When he notified his client of what had happened, plaintiff's attorney was told by the client that in fact Robert E. Knox is in military service.
Forthwith the attorney submitted an order directing that the default judgment be vacated. That is the order now before me, and I have this day signed it.
The conduct of plaintiff's attorney is beyond reproach. The same cannot be said of the process server, whose affidavit recites a patently false conversation with the defendant.
It is common knowledge, and has been for at least a year, that some process servers engaged by attorneys to serve papers in connection with cases pending in this court have habitually submitted perjurious affidavits of service. (An affidavit of nonmilitary service is simply a species of affidavit of service.) This is more than a problem. It is a scandal. So far as I know, the only response has come from the United States Attorney for the Southern District of New York, who has prosecuted several process servers on the theory that by committing "sewerservice" they have violated the civil rights of the defendants upon whom they were hired to serve papers (e.g., United States v. Wiseman, S.D.N.Y., 1969). While I applaud these efforts, I wonder whether this court really can do nothing but look to the Federal Government for assistance in cleansing its processes of so deadly a poison as perjury. In my judgment, the filing of a false affidavit of service is not only an offense prosecutable under Federal and State penal laws. It may also constitute contempt of court, be it criminal (Judiciary Law, § 750; People v. Shapolsky, 8 A.D.2d 122, 127 [1st Dept., 1959]), or civil (Judiciary Law, § 753, subd. A, par. 1).

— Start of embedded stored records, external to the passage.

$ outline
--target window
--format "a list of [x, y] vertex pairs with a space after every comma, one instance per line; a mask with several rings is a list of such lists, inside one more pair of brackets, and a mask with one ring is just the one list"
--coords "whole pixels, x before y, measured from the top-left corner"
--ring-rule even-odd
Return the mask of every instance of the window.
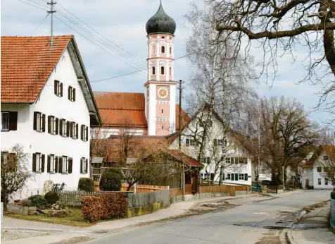
[[58, 135], [58, 118], [55, 116], [48, 116], [48, 133]]
[[75, 88], [71, 86], [68, 88], [68, 99], [70, 101], [75, 102]]
[[85, 125], [80, 126], [80, 139], [84, 142], [89, 140], [89, 127]]
[[68, 124], [66, 120], [61, 118], [59, 120], [59, 135], [63, 137], [66, 136]]
[[32, 171], [35, 173], [44, 172], [45, 155], [39, 152], [32, 154]]
[[58, 97], [63, 97], [63, 83], [59, 80], [55, 80], [54, 93]]
[[88, 159], [84, 157], [80, 159], [80, 173], [87, 173]]
[[70, 130], [70, 137], [72, 139], [78, 139], [78, 124], [75, 122], [71, 122]]
[[45, 132], [45, 114], [34, 112], [34, 130], [38, 132]]

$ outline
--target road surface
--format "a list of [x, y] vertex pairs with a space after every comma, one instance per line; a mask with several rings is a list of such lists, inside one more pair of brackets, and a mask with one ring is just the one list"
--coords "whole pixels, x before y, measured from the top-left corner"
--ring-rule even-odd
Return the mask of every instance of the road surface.
[[300, 209], [329, 195], [330, 190], [300, 190], [277, 198], [235, 199], [228, 201], [235, 205], [232, 209], [119, 231], [87, 243], [277, 244]]

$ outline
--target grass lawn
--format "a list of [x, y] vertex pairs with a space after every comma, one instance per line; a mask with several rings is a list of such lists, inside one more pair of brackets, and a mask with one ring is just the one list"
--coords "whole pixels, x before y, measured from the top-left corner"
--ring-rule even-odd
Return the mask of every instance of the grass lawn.
[[42, 215], [23, 215], [9, 212], [4, 213], [4, 215], [13, 218], [77, 227], [88, 227], [94, 225], [94, 223], [86, 222], [84, 220], [81, 209], [72, 207], [70, 208], [70, 210], [71, 212], [65, 217], [47, 217]]

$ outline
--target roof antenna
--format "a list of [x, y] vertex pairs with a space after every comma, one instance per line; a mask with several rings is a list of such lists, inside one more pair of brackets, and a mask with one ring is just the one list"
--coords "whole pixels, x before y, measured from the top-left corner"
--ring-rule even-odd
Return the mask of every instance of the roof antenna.
[[50, 3], [48, 3], [48, 5], [50, 5], [50, 11], [47, 11], [48, 13], [51, 13], [51, 45], [53, 45], [53, 13], [56, 13], [56, 11], [55, 11], [53, 8], [53, 5], [56, 5], [57, 3], [53, 2], [53, 0], [50, 0]]

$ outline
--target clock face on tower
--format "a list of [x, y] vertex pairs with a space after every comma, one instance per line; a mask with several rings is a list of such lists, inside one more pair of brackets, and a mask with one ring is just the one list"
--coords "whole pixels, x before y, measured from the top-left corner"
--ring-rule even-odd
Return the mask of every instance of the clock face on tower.
[[168, 100], [170, 99], [169, 86], [157, 86], [157, 99], [160, 100]]

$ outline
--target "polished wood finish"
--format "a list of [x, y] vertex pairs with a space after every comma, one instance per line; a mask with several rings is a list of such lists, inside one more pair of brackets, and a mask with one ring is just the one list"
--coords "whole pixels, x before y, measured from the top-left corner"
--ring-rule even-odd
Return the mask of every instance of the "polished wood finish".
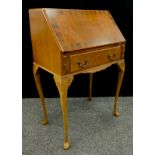
[[114, 116], [118, 117], [120, 116], [120, 113], [118, 112], [118, 95], [120, 92], [120, 88], [122, 85], [122, 81], [123, 81], [123, 76], [124, 76], [124, 72], [125, 72], [125, 62], [121, 62], [121, 63], [117, 63], [118, 66], [118, 82], [117, 82], [117, 89], [116, 89], [116, 94], [115, 94], [115, 100], [114, 100]]
[[92, 100], [92, 85], [93, 85], [93, 73], [90, 73], [89, 75], [89, 98], [88, 100]]
[[63, 123], [64, 123], [64, 149], [68, 149], [70, 145], [68, 142], [67, 92], [73, 80], [73, 76], [63, 78], [61, 76], [54, 75], [54, 80], [59, 90], [60, 100], [61, 100], [61, 109], [62, 109]]
[[89, 100], [93, 73], [113, 64], [119, 68], [114, 115], [119, 116], [118, 95], [125, 71], [125, 39], [107, 10], [30, 9], [33, 73], [41, 98], [44, 121], [47, 111], [39, 68], [54, 75], [64, 124], [64, 149], [68, 149], [67, 93], [74, 75], [89, 73]]
[[46, 105], [45, 105], [45, 99], [44, 99], [44, 95], [43, 95], [43, 90], [42, 90], [42, 86], [41, 86], [41, 82], [40, 82], [40, 73], [39, 73], [39, 67], [37, 64], [33, 65], [33, 75], [34, 75], [34, 79], [35, 79], [35, 83], [37, 86], [37, 90], [41, 99], [41, 104], [42, 104], [42, 109], [43, 109], [43, 121], [42, 124], [46, 125], [48, 123], [48, 119], [47, 119], [47, 110], [46, 110]]

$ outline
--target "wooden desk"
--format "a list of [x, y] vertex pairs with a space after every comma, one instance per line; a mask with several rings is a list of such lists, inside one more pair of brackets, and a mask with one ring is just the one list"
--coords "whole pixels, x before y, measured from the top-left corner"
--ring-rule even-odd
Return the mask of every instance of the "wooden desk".
[[109, 11], [72, 9], [30, 9], [33, 47], [33, 73], [43, 108], [43, 125], [47, 111], [39, 78], [39, 68], [54, 75], [59, 90], [64, 123], [64, 149], [69, 148], [67, 92], [73, 77], [90, 73], [90, 95], [93, 73], [116, 64], [118, 84], [114, 115], [125, 71], [125, 39]]

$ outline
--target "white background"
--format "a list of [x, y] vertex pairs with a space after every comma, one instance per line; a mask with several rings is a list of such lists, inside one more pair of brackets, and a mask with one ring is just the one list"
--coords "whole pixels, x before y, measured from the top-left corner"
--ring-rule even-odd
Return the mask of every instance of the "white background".
[[[133, 151], [155, 155], [155, 4], [134, 0], [133, 7]], [[22, 154], [21, 0], [0, 1], [0, 154]]]

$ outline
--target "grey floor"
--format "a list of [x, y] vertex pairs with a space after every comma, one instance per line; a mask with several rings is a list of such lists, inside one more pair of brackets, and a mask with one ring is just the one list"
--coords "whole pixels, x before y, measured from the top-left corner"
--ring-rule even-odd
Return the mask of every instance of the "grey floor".
[[119, 98], [121, 116], [112, 115], [113, 98], [69, 98], [69, 139], [63, 150], [59, 98], [46, 99], [49, 124], [41, 125], [39, 99], [23, 99], [23, 155], [132, 155], [132, 97]]

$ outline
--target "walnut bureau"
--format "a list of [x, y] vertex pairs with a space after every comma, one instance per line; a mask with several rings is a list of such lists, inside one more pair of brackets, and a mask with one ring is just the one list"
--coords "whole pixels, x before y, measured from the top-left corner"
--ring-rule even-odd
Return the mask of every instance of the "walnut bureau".
[[91, 100], [93, 73], [116, 64], [119, 72], [114, 116], [119, 116], [117, 99], [125, 71], [126, 41], [107, 10], [30, 9], [29, 19], [33, 74], [43, 108], [43, 125], [48, 119], [39, 68], [53, 74], [63, 114], [64, 149], [68, 149], [67, 92], [74, 75], [90, 73]]

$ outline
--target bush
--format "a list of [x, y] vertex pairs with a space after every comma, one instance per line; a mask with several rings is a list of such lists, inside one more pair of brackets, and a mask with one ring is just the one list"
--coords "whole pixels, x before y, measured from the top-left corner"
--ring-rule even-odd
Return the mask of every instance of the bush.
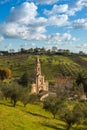
[[11, 77], [11, 70], [9, 68], [0, 68], [0, 79], [8, 79]]

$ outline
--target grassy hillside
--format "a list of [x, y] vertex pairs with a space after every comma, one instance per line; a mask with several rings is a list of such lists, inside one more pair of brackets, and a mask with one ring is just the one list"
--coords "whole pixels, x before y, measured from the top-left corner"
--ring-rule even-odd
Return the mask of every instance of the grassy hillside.
[[[27, 105], [18, 103], [14, 108], [10, 102], [0, 101], [0, 130], [66, 130], [66, 124], [58, 117], [42, 109], [41, 105]], [[86, 126], [79, 125], [79, 130], [86, 130]], [[76, 125], [73, 130], [78, 130]]]
[[[0, 56], [0, 67], [9, 67], [13, 77], [20, 77], [27, 71], [31, 77], [34, 74], [37, 55], [13, 55]], [[54, 80], [58, 75], [74, 76], [80, 69], [87, 67], [86, 57], [39, 55], [42, 66], [42, 74], [47, 80]]]
[[0, 104], [0, 130], [63, 130], [65, 123], [53, 119], [52, 115], [38, 105]]

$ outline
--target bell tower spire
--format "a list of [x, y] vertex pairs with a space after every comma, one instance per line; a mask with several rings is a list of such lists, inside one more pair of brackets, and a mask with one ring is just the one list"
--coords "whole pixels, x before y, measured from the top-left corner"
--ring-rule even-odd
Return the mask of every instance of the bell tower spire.
[[36, 58], [36, 76], [41, 75], [41, 64], [39, 57]]

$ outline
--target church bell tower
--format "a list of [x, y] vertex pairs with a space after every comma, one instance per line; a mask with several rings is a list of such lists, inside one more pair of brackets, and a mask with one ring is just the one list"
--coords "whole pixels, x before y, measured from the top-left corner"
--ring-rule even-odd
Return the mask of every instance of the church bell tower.
[[48, 82], [44, 81], [44, 76], [41, 74], [41, 63], [39, 57], [36, 58], [35, 64], [35, 83], [32, 84], [32, 93], [40, 93], [41, 91], [48, 91]]

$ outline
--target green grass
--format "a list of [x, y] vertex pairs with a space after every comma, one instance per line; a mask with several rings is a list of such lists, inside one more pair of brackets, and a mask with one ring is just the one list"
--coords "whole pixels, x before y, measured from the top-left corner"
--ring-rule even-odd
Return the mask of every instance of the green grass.
[[[86, 130], [85, 125], [73, 126], [73, 130]], [[65, 122], [53, 119], [51, 113], [42, 105], [17, 103], [16, 107], [8, 101], [0, 101], [0, 130], [66, 130]]]
[[[15, 55], [15, 56], [0, 56], [0, 67], [8, 67], [12, 70], [12, 77], [21, 77], [25, 71], [31, 77], [35, 70], [35, 60], [37, 55]], [[55, 80], [56, 76], [62, 74], [60, 68], [68, 68], [66, 74], [73, 74], [83, 69], [70, 56], [61, 55], [39, 55], [42, 66], [42, 74], [47, 80]], [[76, 57], [77, 58], [77, 57]], [[60, 66], [60, 67], [59, 67]], [[68, 67], [66, 67], [68, 66]], [[63, 68], [63, 67], [62, 67]], [[63, 70], [62, 70], [63, 71]], [[69, 72], [68, 72], [69, 71]], [[71, 74], [72, 75], [72, 74]]]
[[64, 127], [64, 122], [53, 119], [39, 105], [14, 108], [10, 103], [0, 104], [0, 130], [64, 130]]

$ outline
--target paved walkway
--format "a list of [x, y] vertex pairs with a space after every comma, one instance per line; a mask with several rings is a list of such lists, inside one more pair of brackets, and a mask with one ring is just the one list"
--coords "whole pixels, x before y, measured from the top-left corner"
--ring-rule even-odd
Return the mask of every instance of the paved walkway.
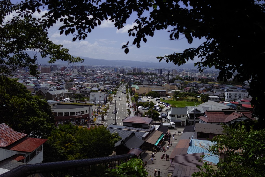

I have not instituted contempt proceedings in this case because the process server has no prior notice that I would do so — not that I think one need be warned in advance that a willful obstruction of justice by perjury carries a sanction — and I prefer to err on the side of leniency. After publication of this memorandum, there will be no room for indulgence. Should an apparently false affidavit of service henceforward come to my attention, I shall direct the affiant to show cause why he should not be held in contempt. And if he is, I shall be severe in assessing the consequences.